Já para o social-democrata Luís Montenegro, “cada caso é um caso”. Depois de acusar a esquerda de, por exemplo na governação do social-democrata Passos Coelho, ter “banalizado” a apresentação de moções de censura que “foram sempre muito inconsequentes e inoportunas”, Montenegro admite que esta moção do CDS é diferente: “Tem uma singularidade, como infelizmente foi a tragédia. Assinala uma censura política concreta de inoperância por parte do Governo no desafio de proteger pessoas e bens. Neste caso, há um falhanço do Governo no sistema de protecção civil. É uma censura política que não era previsível. Aquelas do Bloco de Esquerda e do PCP eram previsíveis.”

O que contam as moções

Olhando para os diferentes textos apresentados ao longo do tempo, percebe-se que Passos enfrentou moções do PCP, do PEV, do PS, e do BE. Em causa, estava a austeridade. Pretendia-se travar “a política de exploração e empobrecimento”, defender a “melhoria da vida do povo português”, condenar a “agenda ideológica ultraliberal”, defender a Constituição e o “direito ao salário e às pensões.

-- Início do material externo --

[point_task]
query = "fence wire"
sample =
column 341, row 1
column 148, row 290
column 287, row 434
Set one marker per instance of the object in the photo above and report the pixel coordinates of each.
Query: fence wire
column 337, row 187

O socialista José Sócrates também não escapou e tanto BE como PCP apresentaram textos contra as políticas sociais e económicas que estavam a ser seguidas no país. Sócrates também foi alvo de moções dos centristas que ora sustentavam a tese de que as eleições europeias “representaram um inequívoco voto de censura face ao Governo” e que daí deviam resultar alterações no Governo, ora apontavam o dedo à situação económica. Falavam nos “problemas colocados às famílias e empresas portuguesas pelos constantes aumentos do preço dos combustíveis” e consideravam que Portugal estava “numa situação económica muito preocupante”.

O Governo do socialista António Guterres também foi alvo de moções de censura do BE, pelas políticas orçamentais; do PSD, pelo programa do executivo; e do CDS. Pelos centristas, falava naquele ano de 2000 o deputado Paulo Portas, justificando a moção de censura “em nome dos pensionistas, que continuam a viver na miséria”, “das famílias, que temem ser assaltadas e das que já o foram”, da classe média.

E Cavaco? Para além daquela que havia de derrubar o executivo, foi contestado por comunistas, centristas, socialistas. Em 1995, o PCP condenava as “graves responsabilidades políticas” do executivo por ter prestado serviços às Forças Armadas da Indonésia (na reparação de helicópteros), mas queria sobretudo denunciar a “degradação da situação económica, social e política do país”. Um ano antes, o CDS criticava a forma como o Governo estava a exercer funções e a executar o programa. Em 1989, era o então deputado socialista António Guterres quem acusa o executivo de Cavaco de não ter estratégia, de agravar as desigualdades, de não promover a transparência e de ser um Governo “centralista e de vocação autoritária”.